A major axis in the debate is the difference between a research intensive role and a practionner position based role as in pure research, in the domains of frontier AI, interdisciplinary research and foundational science, the Ph.D. retains its relevance as a credential and as a training ground and the top tier research labs in universities, research institutions and other developmental groups (in areas of new algorithms and safety frameworks) require qualified, doctoral level researchers due to the expertise brought by the researchers in the designing, execution and interpretation of complex experiments and in the contribution of novel knowledge through creation rather than synthesis through existing models. That said, the roads into the applied AI and machine/deep learning jobs have been diversified and the practionners are now entering the field without advanced degrees by building portfolios, self-learning through AI-enhanced resources, completing targeted boot camps, or accumulating domain-specific project experience. Content creators and career guides emphasize that one can build a compelling AI career in 2025 without a Ph.D. if they master relevant technical skills, craft real-world project portfolios, and demonstrate the ability to fine-tune and integrate large models—especially for applied engineering, data science, or product roles, creating a bifurcation where the Ph.D. will be seen as a strategic choice, rather than a universal gateway, necessary for pushing the edges of knowledge which is optional for researchers keen on making an impact in arenas where execution is crucial than invention.
AI has an influence on the credentials economy and its reach extends beyond hiring preferences and into the domain of the conduct and valoration of research as generative AI tools are speeding the pace of research from literature reviews, data analysis and hypothesis generation to completion of entire written drafts, completing what now takes 3 months of this preliminary background work into 3 days.
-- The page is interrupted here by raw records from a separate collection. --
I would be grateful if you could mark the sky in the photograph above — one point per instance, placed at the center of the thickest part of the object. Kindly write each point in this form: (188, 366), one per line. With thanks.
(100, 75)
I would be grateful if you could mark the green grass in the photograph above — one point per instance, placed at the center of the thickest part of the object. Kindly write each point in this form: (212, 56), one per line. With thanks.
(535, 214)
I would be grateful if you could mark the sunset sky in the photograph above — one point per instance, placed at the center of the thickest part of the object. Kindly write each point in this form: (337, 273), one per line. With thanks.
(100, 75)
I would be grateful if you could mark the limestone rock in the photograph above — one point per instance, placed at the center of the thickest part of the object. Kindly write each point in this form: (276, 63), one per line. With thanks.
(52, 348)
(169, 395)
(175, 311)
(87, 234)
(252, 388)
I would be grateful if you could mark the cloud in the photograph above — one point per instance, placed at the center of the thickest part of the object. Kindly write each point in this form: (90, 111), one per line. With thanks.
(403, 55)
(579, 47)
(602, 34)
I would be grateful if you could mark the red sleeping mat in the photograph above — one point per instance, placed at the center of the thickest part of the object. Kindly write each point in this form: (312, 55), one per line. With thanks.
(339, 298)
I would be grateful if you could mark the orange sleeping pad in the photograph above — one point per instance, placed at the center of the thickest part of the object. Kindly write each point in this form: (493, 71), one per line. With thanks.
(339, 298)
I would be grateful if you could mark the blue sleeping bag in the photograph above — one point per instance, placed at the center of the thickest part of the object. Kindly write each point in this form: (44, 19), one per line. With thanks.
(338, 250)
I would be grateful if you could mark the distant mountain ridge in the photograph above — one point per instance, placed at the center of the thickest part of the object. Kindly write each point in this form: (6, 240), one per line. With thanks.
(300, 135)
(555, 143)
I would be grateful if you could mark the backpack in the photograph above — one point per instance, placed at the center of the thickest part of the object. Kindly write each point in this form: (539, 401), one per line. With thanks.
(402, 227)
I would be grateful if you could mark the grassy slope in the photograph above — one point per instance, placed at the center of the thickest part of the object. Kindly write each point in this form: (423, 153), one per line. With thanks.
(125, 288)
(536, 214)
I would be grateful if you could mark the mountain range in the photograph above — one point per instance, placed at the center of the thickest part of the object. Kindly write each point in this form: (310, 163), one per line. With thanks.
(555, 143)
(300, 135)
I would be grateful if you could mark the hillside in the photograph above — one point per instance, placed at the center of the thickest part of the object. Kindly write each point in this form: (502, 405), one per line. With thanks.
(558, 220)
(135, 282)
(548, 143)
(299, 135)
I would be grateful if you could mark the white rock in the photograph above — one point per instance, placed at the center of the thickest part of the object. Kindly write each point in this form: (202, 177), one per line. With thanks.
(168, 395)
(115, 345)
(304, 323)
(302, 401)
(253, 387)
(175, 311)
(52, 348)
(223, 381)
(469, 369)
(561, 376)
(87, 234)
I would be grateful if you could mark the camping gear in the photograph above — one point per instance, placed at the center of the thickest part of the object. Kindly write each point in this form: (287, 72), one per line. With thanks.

Some commentators frame this as a “reboot” of the Ph.D.: the core intellectual challenges remain, but the workflow shifts from solitary, manual synthesis toward human–AI collaboration where the scholar curates, critiques, and guides AI-generated insights. This evolution invites rethinking what doctoral training should emphasize—transversal skills such as critical evaluation of AI outputs, multidisciplinary synthesis, ethical reasoning, and communication—over rote immersion in volume.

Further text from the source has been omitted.